RE="(rocksdb_number|inserted).*bar1" ; FQ=10 ; while sleep $FQ ; do echo ; curl -qs http://localhost:9000/metrics | jq -r '.[]|(.attributes.namespace_name+"."+.attributes.table_name+"/"+.id) as $table|select(.type=="tablet" and .attributes.namespace_name!="system")|.metrics[]|select(.value>0)|.name+"\""+$table+"\""+(.value|tostring)' | awk -F'"' "/${RE}/"'{sub("/.*","",$2);s[$1qq$2]=s[$1qq$2]+$3}END{for(i in s){print i qq s[i]}}' qq='"' | sort -t'"' -k2,1 ; done | awk -F'"' '/^$/{b=1}$3>v[$1,$2]{if(b>0)print "";printf "%18d %-50s %15g%1s %-s\n",($3-v[$1,$2])/fq,$1,$3,h[p-1],$2;v[$1,$2]=$3;b=0}' fq=$FQ

The result during the INSERT phase is:

6630 rocksdb_number_db_seek_found 2.38639e+06  yugabyte.bar1
6625 rocksdb_number_db_seek_found 1.98624e+06  yugabyte.bar1_foo_key
6632 rocksdb_number_db_seek       2.38721e+06  yugabyte.bar1
6627 rocksdb_number_db_seek       1.98712e+06  yugabyte.bar1_foo_key
4421 rocksdb_number_keys_written       724746  yugabyte.bar1
4419 rocksdb_number_keys_written  1.12471e+06  yugabyte.bar1_foo_key
4421 rows_inserted                     724770  yugabyte.bar1
4418 rows_inserted                1.12474e+06  yugabyte.bar1_foo_key

I have approximately 4.4 thousand "rows_inserted" per second into the table (yugabyte.bar1), and the same in the index (yugabyte.bar1_foo_key).
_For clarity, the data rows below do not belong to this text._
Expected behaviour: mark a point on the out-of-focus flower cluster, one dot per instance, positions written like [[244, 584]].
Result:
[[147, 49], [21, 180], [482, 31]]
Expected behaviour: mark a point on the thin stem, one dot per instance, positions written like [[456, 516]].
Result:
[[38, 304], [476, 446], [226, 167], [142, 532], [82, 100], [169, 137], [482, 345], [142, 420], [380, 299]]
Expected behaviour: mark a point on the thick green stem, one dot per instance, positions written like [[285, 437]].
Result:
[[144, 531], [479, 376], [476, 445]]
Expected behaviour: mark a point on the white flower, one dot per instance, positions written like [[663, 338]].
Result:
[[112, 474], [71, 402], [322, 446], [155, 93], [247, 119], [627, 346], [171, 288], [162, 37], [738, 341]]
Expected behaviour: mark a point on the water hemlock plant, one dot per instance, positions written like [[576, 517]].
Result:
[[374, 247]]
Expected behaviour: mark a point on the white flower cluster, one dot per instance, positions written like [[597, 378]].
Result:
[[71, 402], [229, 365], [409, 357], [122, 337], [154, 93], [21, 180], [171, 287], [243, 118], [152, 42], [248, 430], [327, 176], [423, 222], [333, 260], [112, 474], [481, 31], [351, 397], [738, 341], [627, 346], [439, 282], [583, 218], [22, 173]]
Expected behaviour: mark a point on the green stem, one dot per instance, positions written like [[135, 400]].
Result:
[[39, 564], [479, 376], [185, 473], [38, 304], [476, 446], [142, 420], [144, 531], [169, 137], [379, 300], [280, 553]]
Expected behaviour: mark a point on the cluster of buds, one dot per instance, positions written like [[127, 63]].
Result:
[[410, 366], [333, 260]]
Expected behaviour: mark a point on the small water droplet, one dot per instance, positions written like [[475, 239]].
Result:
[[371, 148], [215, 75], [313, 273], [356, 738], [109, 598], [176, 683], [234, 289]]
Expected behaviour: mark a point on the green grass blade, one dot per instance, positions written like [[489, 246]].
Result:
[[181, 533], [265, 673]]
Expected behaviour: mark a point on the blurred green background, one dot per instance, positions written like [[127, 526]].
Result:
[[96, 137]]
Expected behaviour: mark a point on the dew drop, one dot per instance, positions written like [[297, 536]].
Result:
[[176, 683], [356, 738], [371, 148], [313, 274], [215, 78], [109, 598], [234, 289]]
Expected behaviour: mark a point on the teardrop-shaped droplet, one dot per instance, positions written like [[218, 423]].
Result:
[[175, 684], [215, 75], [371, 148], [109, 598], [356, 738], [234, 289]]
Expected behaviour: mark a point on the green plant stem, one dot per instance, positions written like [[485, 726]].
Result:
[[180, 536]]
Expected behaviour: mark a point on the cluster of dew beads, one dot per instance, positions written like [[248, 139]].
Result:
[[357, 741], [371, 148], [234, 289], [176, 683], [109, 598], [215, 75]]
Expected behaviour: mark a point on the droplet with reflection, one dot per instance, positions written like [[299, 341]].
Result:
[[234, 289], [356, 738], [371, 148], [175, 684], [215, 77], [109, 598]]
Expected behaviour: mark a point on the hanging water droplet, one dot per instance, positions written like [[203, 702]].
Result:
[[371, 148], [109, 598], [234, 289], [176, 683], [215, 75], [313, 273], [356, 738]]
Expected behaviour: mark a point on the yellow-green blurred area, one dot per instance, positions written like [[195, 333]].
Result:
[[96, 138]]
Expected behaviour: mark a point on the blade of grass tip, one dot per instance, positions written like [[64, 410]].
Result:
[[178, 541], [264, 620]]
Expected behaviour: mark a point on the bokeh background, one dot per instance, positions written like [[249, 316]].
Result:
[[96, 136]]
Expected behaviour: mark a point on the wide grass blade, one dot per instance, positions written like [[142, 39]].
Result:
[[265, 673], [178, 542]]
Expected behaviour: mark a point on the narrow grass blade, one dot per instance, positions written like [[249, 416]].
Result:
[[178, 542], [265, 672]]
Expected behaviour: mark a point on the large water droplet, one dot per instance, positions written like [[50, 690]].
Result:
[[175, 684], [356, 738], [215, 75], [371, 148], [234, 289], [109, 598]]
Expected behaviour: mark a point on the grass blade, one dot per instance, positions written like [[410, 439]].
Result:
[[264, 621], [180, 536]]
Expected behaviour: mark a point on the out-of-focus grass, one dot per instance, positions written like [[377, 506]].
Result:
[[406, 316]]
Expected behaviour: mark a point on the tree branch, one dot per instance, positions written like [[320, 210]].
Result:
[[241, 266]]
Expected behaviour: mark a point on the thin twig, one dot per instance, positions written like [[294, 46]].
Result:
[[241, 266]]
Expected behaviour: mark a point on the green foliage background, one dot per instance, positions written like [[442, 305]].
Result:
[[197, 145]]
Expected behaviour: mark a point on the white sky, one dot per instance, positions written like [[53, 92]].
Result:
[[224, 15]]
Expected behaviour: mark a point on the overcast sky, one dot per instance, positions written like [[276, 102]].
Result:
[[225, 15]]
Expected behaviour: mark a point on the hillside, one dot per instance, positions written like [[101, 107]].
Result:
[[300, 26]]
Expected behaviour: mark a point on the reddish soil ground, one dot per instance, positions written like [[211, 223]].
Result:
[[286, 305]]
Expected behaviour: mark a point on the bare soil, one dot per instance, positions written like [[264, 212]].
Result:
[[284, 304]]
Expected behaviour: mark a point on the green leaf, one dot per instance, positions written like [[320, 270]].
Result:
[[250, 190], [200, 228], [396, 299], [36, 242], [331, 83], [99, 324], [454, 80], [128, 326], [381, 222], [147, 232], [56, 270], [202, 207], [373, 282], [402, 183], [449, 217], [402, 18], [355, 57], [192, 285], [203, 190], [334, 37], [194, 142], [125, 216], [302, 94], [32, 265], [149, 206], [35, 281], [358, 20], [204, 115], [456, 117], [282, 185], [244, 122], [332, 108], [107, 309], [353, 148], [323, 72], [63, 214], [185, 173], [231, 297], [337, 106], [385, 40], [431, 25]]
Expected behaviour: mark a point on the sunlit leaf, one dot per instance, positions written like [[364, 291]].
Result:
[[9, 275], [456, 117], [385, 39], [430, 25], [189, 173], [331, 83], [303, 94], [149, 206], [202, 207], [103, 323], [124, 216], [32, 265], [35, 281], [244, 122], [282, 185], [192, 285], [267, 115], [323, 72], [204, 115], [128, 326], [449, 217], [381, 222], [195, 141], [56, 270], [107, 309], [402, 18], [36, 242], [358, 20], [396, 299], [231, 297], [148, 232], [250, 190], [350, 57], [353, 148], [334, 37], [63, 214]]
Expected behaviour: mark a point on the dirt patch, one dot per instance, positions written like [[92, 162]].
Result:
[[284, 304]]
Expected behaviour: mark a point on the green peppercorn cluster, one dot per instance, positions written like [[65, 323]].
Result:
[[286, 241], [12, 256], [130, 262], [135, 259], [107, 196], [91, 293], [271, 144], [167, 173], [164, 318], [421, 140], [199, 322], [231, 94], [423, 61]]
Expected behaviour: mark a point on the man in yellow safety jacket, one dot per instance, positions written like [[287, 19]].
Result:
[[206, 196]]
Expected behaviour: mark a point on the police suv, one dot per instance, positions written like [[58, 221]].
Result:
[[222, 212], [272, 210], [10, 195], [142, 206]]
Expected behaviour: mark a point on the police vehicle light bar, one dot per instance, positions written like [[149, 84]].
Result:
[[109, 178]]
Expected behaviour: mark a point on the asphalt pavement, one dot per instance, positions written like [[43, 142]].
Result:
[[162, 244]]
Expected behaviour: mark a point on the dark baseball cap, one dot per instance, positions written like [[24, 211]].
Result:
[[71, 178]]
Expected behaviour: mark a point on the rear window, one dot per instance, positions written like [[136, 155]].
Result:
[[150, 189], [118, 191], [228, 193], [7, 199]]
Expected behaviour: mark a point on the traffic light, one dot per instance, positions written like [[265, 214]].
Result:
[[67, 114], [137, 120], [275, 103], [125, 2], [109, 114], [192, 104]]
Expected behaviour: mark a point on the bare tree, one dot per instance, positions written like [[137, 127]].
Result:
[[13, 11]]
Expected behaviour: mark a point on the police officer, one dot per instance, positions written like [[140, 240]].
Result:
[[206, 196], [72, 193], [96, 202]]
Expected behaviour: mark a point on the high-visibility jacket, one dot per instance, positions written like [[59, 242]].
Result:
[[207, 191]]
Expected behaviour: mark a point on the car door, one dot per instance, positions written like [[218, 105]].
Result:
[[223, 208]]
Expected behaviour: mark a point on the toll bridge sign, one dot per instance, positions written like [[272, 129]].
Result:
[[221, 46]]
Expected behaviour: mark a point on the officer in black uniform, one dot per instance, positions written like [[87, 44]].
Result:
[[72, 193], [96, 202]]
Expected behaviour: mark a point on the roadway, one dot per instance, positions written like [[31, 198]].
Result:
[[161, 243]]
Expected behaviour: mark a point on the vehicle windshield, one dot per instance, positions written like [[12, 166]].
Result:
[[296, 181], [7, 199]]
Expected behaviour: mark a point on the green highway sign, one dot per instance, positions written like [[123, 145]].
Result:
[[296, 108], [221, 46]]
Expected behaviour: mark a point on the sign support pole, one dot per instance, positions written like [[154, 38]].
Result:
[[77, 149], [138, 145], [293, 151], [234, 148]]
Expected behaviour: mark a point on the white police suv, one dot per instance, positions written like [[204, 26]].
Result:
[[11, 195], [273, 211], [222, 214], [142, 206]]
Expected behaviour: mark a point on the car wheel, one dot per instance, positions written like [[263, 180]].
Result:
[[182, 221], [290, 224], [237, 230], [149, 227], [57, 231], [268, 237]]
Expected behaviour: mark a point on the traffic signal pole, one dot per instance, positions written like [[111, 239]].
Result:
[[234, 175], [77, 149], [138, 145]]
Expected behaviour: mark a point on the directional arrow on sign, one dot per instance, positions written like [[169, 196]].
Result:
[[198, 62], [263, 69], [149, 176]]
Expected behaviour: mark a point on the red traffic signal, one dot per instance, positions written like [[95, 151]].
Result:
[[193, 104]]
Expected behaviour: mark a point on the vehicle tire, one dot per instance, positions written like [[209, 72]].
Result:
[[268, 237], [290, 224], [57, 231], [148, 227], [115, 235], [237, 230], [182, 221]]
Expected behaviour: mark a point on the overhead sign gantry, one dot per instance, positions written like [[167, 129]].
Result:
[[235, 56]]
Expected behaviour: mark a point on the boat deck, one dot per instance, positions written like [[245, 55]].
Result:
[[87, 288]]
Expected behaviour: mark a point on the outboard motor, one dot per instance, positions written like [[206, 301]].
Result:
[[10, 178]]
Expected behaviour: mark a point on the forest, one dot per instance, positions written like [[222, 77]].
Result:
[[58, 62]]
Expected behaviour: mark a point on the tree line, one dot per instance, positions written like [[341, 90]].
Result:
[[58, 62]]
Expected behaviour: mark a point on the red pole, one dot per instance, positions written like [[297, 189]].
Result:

You may wonder why the insert of 100000 rows doesn't take 100000/4421=22 seconds but 45 seconds. The reason is that those statistics are at DocDB level where we have one key-value per column. The 2200 SQL rows inserted per second whow up there as 4400 rocksdb subdocuments insertions in the LSM Tree.

And then, in this DocDB layer which is based on RocksDB, data is stored in a sorted structure. Ordered on the primary key for the table, and on the key columns for the index. This means that accessing to a key, for read or write, needs to 'seek' to the key value, and those are the rocksdb_number_db_seek. Now, looking at this metric, I see about 6600 per second. We have seen 4400 writes and those may require a seek into the sorted structure. What are the additional 2200? This is where the YSQL API is different than the YCQL. In a NoSQL database, an insert can replace an existing row with a new version of it. This is a write-only operation. However, in a SQL database, an insert has to verify the existence of the key in order to return. This requires an additional read for the key, and here are the 2200 additional seeks per second to server those 2200 SQL inserts per second.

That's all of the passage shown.